Moisture Problems in Manufactured Homes

        A number of manufactured homes in the hot, humid climate of the southeastern United States have moisture problems.According to the Manufactured Housing Research Alliance (MHRA), solving moisture problems is the highest research priority of the manufacturers of homes that meet HUD standards. Moisture problems that can arise include extensive mold, soft wallboards, buckled floors, damaged wood molding and trim, and high relative humidity in the home. Frequently, these homes have high air conditioning costs as homeowners attempt to increase comfort by lowering the thermostat temperature. An FSEC study done last year showed that each ºF drop in controlled temperature causes an approximate 10% increase in cooling costs.

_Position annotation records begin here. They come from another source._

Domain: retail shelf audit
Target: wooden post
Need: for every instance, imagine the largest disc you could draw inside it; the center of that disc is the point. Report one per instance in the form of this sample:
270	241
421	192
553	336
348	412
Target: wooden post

        In the southeastern United States, the outside air is consistently above a dew point of 75oF during the summer months. If the homeowner decides to keep the interior temperature of the home below 75oF in an effort to maintain comfort, or if an interior surface is cooled below the exterior dew point temperature, moisture-laden outside air coming into contact with colder inside surfaces produces condensation. If moisture condenses behind an impermeable surface such as vinyl flooring or vinyl wallpaper,wallboard damage, floor buckling, and mold growth can result.
        In its investigation of 25 problem homes, FSEC found six main sources of moisture problems.These six sources are discussed below and a sampling of problems is shown in Table 1.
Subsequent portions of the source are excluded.